Parents should be on the lookout for symptoms such as a flatness of emotions, wanting to avoid school and insomnia. She says if a parent suspects their child is being bullied, the first step is to talk with school officials.
"Studies have shown that when school counselors are involved with students and parents, great things can happen," Peterson says. "We're hoping for a cosmic shift in the way schools see bullying, and we're hopeful that counselors, teachers and administrators can agree on how to identify and respond to bullying, just as we've been taught to identify and respond to sexual harassment."
Other key findings from the study include:
• The peak year for bullying was sixth grade, when 46 percent (54 percent of males and 38 percent of females) had experienced bullying. In that grade, 35 percent of survey participants were called names, 24 percent were teased about appearance, 13 percent were pushed and 12 percent were threatened.

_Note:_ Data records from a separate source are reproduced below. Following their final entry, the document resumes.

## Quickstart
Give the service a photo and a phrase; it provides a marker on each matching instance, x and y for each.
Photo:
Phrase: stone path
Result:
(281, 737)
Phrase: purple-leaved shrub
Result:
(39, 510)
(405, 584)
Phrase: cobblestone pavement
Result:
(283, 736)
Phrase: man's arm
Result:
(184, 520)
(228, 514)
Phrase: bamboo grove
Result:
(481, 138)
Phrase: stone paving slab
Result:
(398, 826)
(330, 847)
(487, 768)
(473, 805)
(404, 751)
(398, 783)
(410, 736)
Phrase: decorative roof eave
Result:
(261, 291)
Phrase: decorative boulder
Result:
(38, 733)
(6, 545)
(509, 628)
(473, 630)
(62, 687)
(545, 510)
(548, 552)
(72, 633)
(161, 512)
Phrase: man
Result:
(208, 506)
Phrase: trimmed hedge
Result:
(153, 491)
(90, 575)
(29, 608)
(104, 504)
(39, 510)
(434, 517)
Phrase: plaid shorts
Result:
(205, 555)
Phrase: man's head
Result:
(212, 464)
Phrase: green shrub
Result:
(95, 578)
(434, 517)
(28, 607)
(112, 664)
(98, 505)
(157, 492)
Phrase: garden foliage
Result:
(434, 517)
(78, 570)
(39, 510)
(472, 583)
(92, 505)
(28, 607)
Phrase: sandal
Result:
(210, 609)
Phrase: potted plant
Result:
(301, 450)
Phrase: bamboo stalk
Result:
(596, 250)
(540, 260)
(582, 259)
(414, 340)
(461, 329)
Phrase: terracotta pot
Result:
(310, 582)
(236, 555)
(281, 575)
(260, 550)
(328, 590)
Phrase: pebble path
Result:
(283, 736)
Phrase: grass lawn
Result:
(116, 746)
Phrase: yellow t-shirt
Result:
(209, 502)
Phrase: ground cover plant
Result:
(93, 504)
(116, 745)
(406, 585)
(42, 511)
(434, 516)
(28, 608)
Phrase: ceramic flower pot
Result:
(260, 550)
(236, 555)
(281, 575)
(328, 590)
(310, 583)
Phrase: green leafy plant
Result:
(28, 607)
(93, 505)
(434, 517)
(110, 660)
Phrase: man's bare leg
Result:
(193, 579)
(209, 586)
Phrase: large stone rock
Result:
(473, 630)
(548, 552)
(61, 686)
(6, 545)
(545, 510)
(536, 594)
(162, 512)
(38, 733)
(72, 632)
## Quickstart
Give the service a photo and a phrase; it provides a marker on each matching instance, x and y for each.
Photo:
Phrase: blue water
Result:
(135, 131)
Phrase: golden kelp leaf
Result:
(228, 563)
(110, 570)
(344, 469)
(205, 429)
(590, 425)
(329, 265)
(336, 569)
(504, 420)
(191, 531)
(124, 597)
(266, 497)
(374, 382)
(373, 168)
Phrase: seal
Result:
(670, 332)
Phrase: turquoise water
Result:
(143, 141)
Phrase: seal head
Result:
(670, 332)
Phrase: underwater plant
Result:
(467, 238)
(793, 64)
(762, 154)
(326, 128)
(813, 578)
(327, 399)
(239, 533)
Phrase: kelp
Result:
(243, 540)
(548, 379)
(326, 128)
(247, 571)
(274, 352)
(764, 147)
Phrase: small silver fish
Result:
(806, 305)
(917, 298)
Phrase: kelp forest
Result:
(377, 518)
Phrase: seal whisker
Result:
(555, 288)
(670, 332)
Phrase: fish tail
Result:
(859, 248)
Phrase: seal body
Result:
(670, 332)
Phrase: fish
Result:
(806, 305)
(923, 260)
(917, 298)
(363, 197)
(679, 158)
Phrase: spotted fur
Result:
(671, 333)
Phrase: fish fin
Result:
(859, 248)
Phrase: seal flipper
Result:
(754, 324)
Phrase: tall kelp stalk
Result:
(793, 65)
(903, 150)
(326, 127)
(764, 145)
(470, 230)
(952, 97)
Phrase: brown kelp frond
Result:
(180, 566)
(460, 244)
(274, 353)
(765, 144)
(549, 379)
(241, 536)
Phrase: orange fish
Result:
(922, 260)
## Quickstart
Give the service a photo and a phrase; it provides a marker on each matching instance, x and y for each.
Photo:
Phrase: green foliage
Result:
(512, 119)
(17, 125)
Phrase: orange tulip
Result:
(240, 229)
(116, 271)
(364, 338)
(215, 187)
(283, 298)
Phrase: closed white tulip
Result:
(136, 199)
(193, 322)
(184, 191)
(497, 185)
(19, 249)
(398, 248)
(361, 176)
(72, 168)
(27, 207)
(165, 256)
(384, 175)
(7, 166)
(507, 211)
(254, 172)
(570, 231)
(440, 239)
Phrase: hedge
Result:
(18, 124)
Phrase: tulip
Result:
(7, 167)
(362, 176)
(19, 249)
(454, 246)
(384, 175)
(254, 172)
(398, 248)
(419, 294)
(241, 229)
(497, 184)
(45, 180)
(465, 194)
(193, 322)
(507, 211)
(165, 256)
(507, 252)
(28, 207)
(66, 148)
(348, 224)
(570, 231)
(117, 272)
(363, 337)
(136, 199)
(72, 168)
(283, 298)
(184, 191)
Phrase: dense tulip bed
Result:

• In terms of emotional impact on the gifted students, fifth grade was the peak year, with 13 percent indicating that they were bothered "a lot" by bullying. By eighth grade, just 8 percent said that bullying bothered them a lot, and 16 percent said it didn't bother them at all.
• A larger percentage of males than females were bullied. As bullies, girls tended to rely on more indirect methods, such as rumor-spreading and social exclusion, than boys did.
• Twenty-eight percent of gifted students (33 percent of males, 22 percent of females) had bullied someone at some time during the first nine years of school. The main bullying tactics used by gifted students were name-calling and teasing.